#15

1.3K 41 0
                                    


"Kenapa kita harus memilih jika sudah ada pilihan? Kenapa kita harus mencintai jika nantinya tersakiti? Kenapa kita harus melupakan jika nantinya ingatan itu akan kembali? Kenapa kita harus terluka jika luka itu akan membekas? Kenapa kita harus melakukan banyak hal jika satu hal saja akan sia-sia?"



"Ar!"

"Apaan sih?"

"Ngalamun mulu loh! Kenapa sih?" Tanya Erinda yang menegur gue terus melamun, juga Mhelan yang menatap gue. Mereka sudah berada dirumah gue sedari pulang sekolah.

"Mikirin Fandy?" Tanya Mhelan yang menatap mawar putih misterius yang gue letakkan divas. Gue sudah menceritakan tentang Michel dan tebakan gue soal Fandy yang mengirim bunga itu, juga kata Dean mengenai arti mawar putih.

"Gak kerumahnya aja?" Tanya Mhelan.

"Gak ahh"

"Udah santai aja, baru sehari kok!" Kata Erinda lalu meraih handphonenya.

"Kalo dia kabur dari rumahnya, Gak bakalan jauh kok larinya tuh anak ayam, entar juga balik kalo uangnya udah abis" sambung Erinda dengan polosnya lalu tertawa.

"Dasar lu!" Kata gue lalu menatap mawar itu.

"Udah ahh, lebih baik gue tidur!" Kata Erinda lalu membaringkan tubuhnya dan memeluk Bantal.

"Gue juga" kata Mhelan berbaring disamping Erinda.

"Lo kate rumah gue hotel apa!" Kata gue ikut baring disamping Mhelan, ranjang gue sebenarnya gak luas-luas amet, karna badan kami yang langsing jadi dibuat muat-muat aja.

......

"Gue ketiduran" kata gue masih setengah sadar lalu menguap. Gue memerhatikan sekitar melihat Erinda dan Mhelan yang masih tertidur, kaki Erinda yang sudah terletak dikepala Mhelan, dan kaki Mhelan yang menendang-nendang perut Erinda.

"Bahaya kalo gue suka tidur sama mereka, paginya gue udah jadi tahu bulet" kata gue ngeri melihat gaya tidur mereka.

Jam menujukkan pukul 6 sore, 
keadaan kamar yang lumayan gelap dengan sedikit cahaya dari jendela terbuka.

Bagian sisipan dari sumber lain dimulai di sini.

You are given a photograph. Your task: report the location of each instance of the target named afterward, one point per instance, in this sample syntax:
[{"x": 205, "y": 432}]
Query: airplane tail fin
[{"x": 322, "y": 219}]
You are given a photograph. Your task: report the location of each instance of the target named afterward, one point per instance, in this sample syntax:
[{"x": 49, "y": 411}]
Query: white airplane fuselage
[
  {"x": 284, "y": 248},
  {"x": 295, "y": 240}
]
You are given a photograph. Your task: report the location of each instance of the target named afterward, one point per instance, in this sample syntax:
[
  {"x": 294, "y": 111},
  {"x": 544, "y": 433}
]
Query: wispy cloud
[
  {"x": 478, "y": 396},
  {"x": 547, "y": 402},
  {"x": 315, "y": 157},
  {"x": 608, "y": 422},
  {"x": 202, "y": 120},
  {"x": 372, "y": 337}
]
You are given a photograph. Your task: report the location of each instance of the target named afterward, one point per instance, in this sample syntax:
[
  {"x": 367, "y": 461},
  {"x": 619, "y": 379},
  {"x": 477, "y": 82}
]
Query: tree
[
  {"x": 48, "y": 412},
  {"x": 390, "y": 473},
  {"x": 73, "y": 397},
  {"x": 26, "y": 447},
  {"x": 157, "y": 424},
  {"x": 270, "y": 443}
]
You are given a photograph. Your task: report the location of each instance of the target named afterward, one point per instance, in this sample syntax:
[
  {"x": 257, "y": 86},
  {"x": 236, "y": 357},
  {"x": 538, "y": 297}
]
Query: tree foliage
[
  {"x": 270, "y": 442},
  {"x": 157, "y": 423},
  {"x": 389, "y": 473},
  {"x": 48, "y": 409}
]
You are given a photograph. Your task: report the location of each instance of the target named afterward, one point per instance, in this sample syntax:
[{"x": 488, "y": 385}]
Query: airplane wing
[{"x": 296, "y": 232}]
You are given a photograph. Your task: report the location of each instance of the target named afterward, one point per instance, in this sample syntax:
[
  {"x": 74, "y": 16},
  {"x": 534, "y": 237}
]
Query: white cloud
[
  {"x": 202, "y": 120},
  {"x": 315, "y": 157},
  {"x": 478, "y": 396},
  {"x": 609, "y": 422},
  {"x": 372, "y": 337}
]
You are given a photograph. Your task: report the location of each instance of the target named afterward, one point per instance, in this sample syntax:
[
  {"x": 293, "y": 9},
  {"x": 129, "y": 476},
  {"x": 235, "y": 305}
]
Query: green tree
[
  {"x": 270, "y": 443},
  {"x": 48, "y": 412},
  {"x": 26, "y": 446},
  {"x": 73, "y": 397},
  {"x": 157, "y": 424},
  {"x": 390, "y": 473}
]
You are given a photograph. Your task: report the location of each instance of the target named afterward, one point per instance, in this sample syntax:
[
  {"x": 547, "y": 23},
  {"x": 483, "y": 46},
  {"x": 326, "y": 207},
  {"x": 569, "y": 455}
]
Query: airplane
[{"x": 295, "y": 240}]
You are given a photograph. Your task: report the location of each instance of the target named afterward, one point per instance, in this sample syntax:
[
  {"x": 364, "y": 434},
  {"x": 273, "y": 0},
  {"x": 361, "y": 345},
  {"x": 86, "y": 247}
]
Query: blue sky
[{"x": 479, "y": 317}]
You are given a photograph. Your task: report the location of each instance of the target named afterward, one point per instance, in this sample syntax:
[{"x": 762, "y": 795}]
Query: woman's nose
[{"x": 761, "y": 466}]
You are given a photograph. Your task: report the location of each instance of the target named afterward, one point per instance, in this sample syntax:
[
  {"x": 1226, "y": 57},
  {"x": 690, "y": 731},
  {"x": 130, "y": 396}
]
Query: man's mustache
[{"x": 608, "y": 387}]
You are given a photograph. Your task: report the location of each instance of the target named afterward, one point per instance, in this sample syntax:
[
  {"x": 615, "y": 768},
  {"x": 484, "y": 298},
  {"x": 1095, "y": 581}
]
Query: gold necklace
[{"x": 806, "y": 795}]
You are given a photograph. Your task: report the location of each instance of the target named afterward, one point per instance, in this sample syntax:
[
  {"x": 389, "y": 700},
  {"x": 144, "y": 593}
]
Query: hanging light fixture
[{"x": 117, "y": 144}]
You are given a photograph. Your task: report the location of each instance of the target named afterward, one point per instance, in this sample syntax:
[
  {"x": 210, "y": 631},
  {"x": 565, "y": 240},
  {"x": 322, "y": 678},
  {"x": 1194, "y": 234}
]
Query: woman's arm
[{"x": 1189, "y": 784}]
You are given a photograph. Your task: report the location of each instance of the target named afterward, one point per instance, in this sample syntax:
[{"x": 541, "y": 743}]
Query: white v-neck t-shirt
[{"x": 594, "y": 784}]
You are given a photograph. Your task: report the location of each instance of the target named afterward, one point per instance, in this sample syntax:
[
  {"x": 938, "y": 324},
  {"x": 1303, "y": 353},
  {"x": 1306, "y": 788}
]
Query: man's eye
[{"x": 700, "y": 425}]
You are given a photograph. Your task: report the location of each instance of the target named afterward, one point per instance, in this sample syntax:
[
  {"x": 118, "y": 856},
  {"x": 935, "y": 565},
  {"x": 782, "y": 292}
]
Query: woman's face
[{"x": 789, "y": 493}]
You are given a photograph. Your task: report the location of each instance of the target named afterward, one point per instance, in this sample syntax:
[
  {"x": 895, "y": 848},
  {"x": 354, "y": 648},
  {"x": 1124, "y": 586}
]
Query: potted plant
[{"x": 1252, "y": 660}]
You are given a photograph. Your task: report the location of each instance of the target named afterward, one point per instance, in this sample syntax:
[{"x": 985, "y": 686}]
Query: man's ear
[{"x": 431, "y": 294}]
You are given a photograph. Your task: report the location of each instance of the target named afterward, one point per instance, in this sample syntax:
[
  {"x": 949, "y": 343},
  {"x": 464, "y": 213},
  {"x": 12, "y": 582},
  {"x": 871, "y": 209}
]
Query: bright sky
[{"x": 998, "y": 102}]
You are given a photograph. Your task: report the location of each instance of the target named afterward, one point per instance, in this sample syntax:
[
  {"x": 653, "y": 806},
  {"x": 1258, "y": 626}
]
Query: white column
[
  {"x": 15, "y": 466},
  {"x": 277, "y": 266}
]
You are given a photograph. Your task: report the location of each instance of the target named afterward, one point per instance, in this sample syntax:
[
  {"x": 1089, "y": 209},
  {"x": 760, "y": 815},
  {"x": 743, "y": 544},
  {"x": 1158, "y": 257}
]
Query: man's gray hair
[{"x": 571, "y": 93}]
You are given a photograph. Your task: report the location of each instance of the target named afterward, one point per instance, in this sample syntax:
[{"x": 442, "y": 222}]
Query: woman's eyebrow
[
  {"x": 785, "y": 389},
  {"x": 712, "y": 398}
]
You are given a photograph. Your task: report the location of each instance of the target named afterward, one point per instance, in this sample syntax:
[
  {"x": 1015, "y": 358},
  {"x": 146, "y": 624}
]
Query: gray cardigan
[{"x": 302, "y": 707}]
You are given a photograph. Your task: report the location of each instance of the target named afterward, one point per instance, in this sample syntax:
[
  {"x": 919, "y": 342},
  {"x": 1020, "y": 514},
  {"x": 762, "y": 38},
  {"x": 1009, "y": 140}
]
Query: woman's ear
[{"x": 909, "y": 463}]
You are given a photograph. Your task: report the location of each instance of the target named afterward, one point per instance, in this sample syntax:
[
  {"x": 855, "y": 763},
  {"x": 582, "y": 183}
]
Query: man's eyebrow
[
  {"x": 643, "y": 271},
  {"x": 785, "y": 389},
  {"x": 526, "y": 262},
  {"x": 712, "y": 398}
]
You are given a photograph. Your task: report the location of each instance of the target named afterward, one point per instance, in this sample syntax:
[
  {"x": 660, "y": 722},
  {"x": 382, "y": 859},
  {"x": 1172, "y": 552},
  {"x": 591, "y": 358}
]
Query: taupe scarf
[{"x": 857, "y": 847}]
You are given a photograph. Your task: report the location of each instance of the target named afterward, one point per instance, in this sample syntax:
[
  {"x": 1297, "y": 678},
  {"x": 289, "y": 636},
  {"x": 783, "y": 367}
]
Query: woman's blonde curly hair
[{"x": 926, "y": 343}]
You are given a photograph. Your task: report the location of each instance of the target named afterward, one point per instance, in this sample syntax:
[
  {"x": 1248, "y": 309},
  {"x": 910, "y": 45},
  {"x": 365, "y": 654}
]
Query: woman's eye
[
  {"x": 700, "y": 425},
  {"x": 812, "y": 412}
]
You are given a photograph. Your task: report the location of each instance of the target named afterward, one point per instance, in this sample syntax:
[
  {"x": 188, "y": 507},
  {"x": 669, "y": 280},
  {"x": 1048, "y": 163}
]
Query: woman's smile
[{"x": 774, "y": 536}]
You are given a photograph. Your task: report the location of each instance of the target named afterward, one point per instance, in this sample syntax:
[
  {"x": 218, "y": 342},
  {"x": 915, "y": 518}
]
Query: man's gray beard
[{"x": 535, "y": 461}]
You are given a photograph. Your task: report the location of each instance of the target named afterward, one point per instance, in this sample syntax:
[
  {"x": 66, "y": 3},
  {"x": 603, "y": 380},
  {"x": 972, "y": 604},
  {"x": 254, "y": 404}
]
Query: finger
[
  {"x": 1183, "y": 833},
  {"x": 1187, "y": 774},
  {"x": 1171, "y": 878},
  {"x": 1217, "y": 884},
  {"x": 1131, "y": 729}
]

Wangi apel dari mawar itu masih saja tercium, gue menatap mawar itu lalu bangkit dan meraih satu.

"Apa yang dia semprotkan? Sampai wanginya masih bertahan? Jika itu Fandy gue yakin dia akan menyemprotkan Farfum yang mahal" seketika terukir senyum saat nama Fandy keluar dari mulut gue.

Gue mengambil ponsel lalu melihat Line yang gue kirim sedari pulang sekolah, Line gue pun gak dilihat sama sekali. Gue menelpon pun handphonenya gak aktiv.

"Bodo ahh" gue membuang handphone gue ketempat tidur. Lalu berjalan menuju jendela dan mengeluarkan kepala gue, menghirup angin sore yang sejuk dan menatap sekitaran kompleks. Dari sini terlihat taman dimana gue pernah bertemu Michel.

"Rasanya baru kemarin memulai percakapan dengannya, tapi sekarang cinta itu tumbuh. Waktu memang tak bisa berhenti, dan waktu selalu punya kejutan disetiap detiknya" kata gue pelan.

"Huaaah" terdengar uapan dari Erinda yang sudah bangun dengan masih berpakaian baju sekolah.

"Jam berapa Ar?"

"6 lebih, lo gak pulang?"

"Males ahh, pinjam baju lo yah!"

"Ok!" Dia kembali berbaring lalu memeluk Mhelan seperti bantal gulingnya.